Cut in CPO price assumption. We have cut our CPO price assumption for CY14 to MYR2,400 per tonne from MYR2,700 previously. We also pare down our CY15 assumption to MYR2,500 from MYR2,900 previously. As a result, our earnings forecasts for the company drops by 13.8% to IDR1,222bn for CY14 and by 10.1% to IDR1,552bn for CY15.
Palm oil prices close to bottom. We believe palm oil prices are weeks away from a bottom and should strengthen in the 4Q as well as in CY15. That said, the current low levels could pull down the full-year average - hence the cut in our assumptions.
Still inexpensive. Following the earnings cut, Bumitama Agri is tradingat 14.7x CY14 and 11.6x CY15 earnings. We continue to like the stock as we expect the company to deliver good earnings with production coming in strongly.

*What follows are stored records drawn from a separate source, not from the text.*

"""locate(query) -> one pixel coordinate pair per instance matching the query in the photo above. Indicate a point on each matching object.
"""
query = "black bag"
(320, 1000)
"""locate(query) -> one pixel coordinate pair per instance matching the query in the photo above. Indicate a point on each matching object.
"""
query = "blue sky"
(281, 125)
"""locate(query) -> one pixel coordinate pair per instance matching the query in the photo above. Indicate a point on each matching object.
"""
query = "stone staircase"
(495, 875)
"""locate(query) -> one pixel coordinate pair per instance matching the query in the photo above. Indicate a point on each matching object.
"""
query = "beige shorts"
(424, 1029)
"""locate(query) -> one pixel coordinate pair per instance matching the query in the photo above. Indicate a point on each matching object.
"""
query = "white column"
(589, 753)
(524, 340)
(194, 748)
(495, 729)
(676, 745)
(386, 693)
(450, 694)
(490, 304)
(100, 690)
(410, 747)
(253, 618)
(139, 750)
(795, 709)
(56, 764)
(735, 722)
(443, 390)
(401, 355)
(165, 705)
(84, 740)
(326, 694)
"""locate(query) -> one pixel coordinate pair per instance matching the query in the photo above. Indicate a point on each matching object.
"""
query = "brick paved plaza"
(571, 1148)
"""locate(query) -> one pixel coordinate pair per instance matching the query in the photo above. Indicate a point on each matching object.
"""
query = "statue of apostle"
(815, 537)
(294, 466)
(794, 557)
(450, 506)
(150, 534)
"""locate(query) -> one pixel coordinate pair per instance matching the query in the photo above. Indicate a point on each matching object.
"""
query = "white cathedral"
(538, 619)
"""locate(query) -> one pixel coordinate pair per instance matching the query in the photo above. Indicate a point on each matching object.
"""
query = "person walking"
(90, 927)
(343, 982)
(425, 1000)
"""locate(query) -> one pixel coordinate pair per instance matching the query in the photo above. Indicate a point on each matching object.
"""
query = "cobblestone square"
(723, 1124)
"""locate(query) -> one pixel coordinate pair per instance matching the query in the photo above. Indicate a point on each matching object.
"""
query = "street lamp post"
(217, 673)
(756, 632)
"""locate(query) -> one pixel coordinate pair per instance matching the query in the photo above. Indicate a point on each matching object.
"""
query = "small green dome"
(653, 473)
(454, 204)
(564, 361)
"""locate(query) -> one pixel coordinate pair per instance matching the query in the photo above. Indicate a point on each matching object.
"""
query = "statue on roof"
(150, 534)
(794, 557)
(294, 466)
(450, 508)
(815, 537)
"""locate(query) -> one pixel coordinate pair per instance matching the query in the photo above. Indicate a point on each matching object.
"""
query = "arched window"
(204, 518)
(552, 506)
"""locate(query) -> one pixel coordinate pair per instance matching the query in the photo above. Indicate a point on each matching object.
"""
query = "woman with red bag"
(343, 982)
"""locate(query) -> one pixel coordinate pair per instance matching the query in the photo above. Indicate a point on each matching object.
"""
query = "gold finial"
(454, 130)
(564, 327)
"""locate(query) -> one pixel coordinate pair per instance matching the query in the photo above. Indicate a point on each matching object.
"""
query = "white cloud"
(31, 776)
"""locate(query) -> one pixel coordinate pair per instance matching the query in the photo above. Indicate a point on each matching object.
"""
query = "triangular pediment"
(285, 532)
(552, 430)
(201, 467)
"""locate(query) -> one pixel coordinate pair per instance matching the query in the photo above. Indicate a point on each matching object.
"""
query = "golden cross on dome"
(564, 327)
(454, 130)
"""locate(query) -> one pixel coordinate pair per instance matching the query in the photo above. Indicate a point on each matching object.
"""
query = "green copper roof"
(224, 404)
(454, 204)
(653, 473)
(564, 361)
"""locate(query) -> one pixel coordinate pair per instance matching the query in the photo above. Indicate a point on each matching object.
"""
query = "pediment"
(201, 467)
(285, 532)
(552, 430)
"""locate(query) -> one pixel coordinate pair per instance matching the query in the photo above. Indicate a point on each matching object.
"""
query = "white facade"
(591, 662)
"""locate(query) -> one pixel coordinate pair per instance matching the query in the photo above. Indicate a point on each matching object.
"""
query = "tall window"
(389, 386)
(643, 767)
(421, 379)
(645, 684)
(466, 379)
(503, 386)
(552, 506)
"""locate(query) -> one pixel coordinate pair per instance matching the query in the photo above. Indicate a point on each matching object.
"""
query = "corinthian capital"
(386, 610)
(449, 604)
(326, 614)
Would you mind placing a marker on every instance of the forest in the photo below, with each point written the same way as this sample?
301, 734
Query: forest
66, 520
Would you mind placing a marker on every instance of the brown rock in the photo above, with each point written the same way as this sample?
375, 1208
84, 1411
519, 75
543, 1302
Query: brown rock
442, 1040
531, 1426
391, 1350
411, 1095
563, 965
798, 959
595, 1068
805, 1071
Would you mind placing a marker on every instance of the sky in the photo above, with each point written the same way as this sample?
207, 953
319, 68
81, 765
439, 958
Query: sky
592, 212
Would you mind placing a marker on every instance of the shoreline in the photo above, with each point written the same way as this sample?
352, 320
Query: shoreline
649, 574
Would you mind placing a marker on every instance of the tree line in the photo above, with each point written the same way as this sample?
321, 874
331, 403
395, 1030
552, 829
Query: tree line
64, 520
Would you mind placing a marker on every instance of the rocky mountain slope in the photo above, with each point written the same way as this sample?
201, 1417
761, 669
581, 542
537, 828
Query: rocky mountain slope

Production growth has further upside. We have raised our nucleus FFB production growth estimate to 27% for CY14 from 20%. Its production has done well this year - 1H production levels surged by 37% y-o-y, and we believe there is still upside to its production growth for CY14. Assuming 3QFY14 FFB production rises by 3% sequentially from the 372k tonnes achieved in 2Q, this would represent a 49% y-o-y growth, bringing 9M cumulative production growth to 41%. We are maintaining our CY15 production growth projection at 18.5%.
Earnings delivery to remain solid. We expect Bumitama Agri to continue to deliver steady earnings for the rest of the year and in 2015. This is due to the rising proportion of prime age trees, which we estimate to stand at 62% of its total mature area compared with 52% in 2013.